A soft serenade rendered by violins, with a harp accompaniment, was followed by a gay mazurka, played by all the instruments together,—and this finished the musical programme.
The Queen rose, accepting the hand which the King extended to her, and moved with him slowly across the rose-garden, her long snowy train glistering with jewels, and held up from the greensward by a pretty page, who, in his picturesque costume of rose and gold, demurely followed his Royal lady’s footsteps,—and so amid the curtseying ladies-in-waiting and other attendants, they passed together into a private boudoir, at the threshold of which the Queen’s train-bearer dropped his rich burden of perfumed velvet and gems, and bowing low, left their Majesties together.
Shutting the door upon him with his own hand, the King drew a heavy portière across it,—and then walking round the room saw that every window was closed,—every nook secure. The Queen’s boudoir was one of the most sacred corners in the whole palace,—no one, not even the most intimate lady of the Court in personal attendance on her Majesty, dared enter it without special permission; and this being the case, the Queen herself was faintly moved to surprise at the extra precaution her husband appeared to be taking to ensure privacy. She stood silently watching his movements till he came up to her, and bowing courteously, said:—
“I pray you, be seated, Madam! I will not detain you long.”
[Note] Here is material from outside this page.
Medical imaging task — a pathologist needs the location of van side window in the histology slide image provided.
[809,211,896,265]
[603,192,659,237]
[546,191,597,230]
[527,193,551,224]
She obeyed his gesture, and sank down in a chair with that inimitable noiseless grace which made every attitude of hers a study for an artist, and waited for his next words; while he, standing opposite to her, bent his eyes upon her face with a certain wistfulness and appeal.
“I have never asked you a favour,” he began—“and—since the day we married,—I have never sought your sympathy. The years have come and gone, leaving no visible trace on either you or me, so far as outward looks go,—and if they have scarred and wrinkled us inwardly, only God can see those scars! But as time moves on with a man,—I know not how it is with a woman,—if he be not altogether a fool, he begins to consider the way in which he has spent, or is spending his life,—whether he has been, or is yet likely to be of any use to the world he lives in,—or if he is of less account than the blown froth of the sea, or the sand on the shore. Myriads and myriads of men and women are no more than this—no more than midges or ants or worms;—but every now and then in the course of centuries, one man does stand forth from the million,—one heart does beat courageously enough to send the firm echo of its pulsations through a long vista of time,—one soul does so exalt and inspire the rest of the world by its great example that we are, through its force reminded of something divine,—something high and true in a low wilderness of shams!”
He paused; the Queen raised her beautiful eyes, and smiled strangely.